IBM alleged a detailed set of facts that illustrate just how prevalent issues of social media and electronic evidence have become in proving liability in non-compete cases. Greiner's agreement not to solicit his fellow IBM co-workers (a covenant contained in an equity incentive plan) is of obvious importance to IBM, because an executive employee who leaves can use his or her goodwill and knowledge of an employee base to recruit away a stable of management level employees. Similar covenants are of less value to lower-level sales employees.

Greiner was allegedly caught using an internal IBM messaging system that demonstrated his contact with IBM employees about job opportunities outside IBM. Those communications - copied verbatim into the Complaint - can have a powerful impact on a judge considering injunctive relief. The relative informality of social media communications often leads to flippant remarks that go over poorly when a third-party reads them.

Greiner also allegedly sent a LinkedIn communication with another IBM employee in an attempt to lure him to CSC. Such in-mail contacts are more and more common, as employees seem to think that such communications simply won't be discovered.

The Complaint, embedded below, is worth a read - if for nothing else in that it establishes how to lay out a factual story about a corporate raid. True, many poaching cases don't seem to involve the number of actors that are laid out here, in fairly compelling detail. But a judge would be hard-pressed not to issue an injunction after reading a pleading like this.

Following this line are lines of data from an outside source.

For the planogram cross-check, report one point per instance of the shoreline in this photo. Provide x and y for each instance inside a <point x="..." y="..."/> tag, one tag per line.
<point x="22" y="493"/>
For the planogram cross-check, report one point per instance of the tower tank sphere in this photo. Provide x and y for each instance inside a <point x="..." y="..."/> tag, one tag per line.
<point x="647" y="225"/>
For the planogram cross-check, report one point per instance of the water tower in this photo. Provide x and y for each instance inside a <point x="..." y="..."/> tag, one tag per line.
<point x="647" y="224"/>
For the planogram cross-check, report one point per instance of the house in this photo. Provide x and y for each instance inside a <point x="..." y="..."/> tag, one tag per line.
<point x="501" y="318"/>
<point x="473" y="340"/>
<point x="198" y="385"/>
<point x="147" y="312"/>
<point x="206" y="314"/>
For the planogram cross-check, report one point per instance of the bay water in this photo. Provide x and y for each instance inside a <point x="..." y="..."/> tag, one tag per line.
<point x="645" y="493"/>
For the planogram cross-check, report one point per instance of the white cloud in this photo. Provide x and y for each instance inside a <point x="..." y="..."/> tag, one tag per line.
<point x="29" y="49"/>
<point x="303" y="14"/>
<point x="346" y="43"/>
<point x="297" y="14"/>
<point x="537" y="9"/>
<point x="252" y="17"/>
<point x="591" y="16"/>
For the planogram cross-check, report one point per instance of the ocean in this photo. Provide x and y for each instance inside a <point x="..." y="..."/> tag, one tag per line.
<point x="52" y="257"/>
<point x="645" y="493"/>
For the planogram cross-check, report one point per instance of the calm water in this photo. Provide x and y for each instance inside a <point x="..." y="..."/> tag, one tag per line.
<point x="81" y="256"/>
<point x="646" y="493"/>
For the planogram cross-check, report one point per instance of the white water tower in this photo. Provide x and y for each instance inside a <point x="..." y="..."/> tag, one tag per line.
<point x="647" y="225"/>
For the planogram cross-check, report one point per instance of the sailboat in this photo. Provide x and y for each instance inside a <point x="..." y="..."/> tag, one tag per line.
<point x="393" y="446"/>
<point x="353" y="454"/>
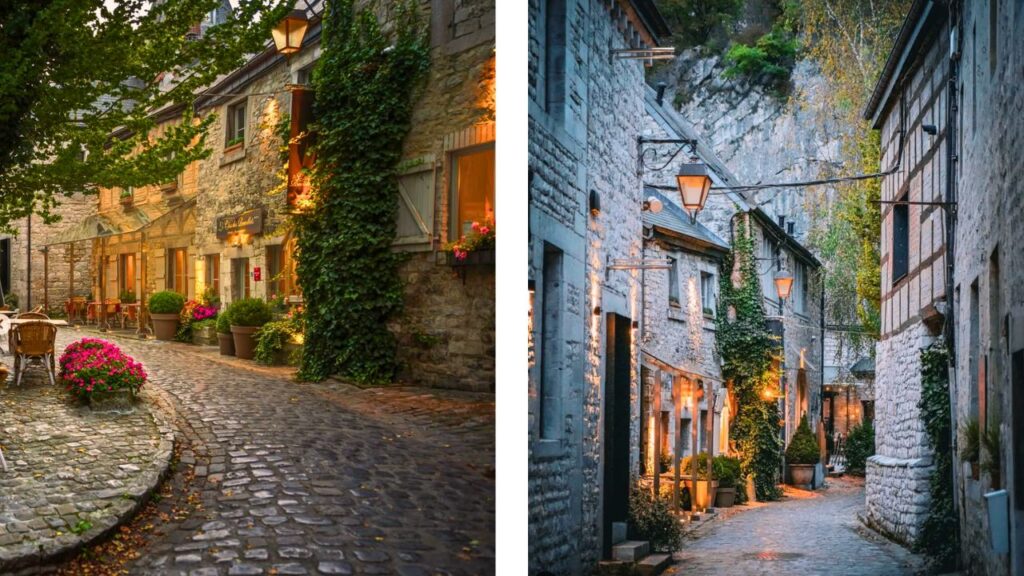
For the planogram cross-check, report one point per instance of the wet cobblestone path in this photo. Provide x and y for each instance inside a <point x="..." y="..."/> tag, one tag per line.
<point x="320" y="479"/>
<point x="807" y="533"/>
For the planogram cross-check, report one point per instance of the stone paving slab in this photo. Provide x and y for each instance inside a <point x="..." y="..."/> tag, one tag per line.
<point x="806" y="533"/>
<point x="321" y="479"/>
<point x="73" y="475"/>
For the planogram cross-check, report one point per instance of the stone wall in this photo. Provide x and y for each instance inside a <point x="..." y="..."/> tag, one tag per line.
<point x="989" y="261"/>
<point x="897" y="484"/>
<point x="585" y="145"/>
<point x="54" y="285"/>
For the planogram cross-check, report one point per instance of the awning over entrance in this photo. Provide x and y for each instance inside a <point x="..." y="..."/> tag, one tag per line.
<point x="115" y="222"/>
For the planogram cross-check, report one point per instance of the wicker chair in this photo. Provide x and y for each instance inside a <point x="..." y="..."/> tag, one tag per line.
<point x="24" y="316"/>
<point x="34" y="342"/>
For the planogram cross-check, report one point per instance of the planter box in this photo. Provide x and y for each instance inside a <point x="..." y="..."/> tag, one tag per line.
<point x="245" y="343"/>
<point x="165" y="326"/>
<point x="226" y="343"/>
<point x="117" y="401"/>
<point x="206" y="336"/>
<point x="803" y="475"/>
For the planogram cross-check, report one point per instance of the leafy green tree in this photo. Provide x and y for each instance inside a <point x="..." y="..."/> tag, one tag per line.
<point x="849" y="41"/>
<point x="78" y="71"/>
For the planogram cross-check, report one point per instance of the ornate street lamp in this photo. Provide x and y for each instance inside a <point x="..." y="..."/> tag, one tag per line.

And that's pretty much what happened. Greiner submitted an Affidavit stating he wouldn't solicit or hire IBM employees for almost two years. So the Court had little trouble enjoining him.

One other fact is important.

IBM alleged that Greiner and other CSC employees signed similar non-solicitation agreements. What IBM was trying to indicate was that such agreements are standard among skilled executives and that they, therefore are reasonable post-termination restrictions. Evidence of an industry standard is perhaps the most compelling evidence for a court to consider when examining whether a restraint is consistent with, or against, public policy.

The difficult part for IBM with this case may be establishing damages. There is little case law out there that discusses how to quantify business losses when an employee breaches a no-hire restriction. IBM certainly would be in a position to hire qualified talent. And its most tangible loss may be recruiting and incentive pay it would have to shell out to get them on board.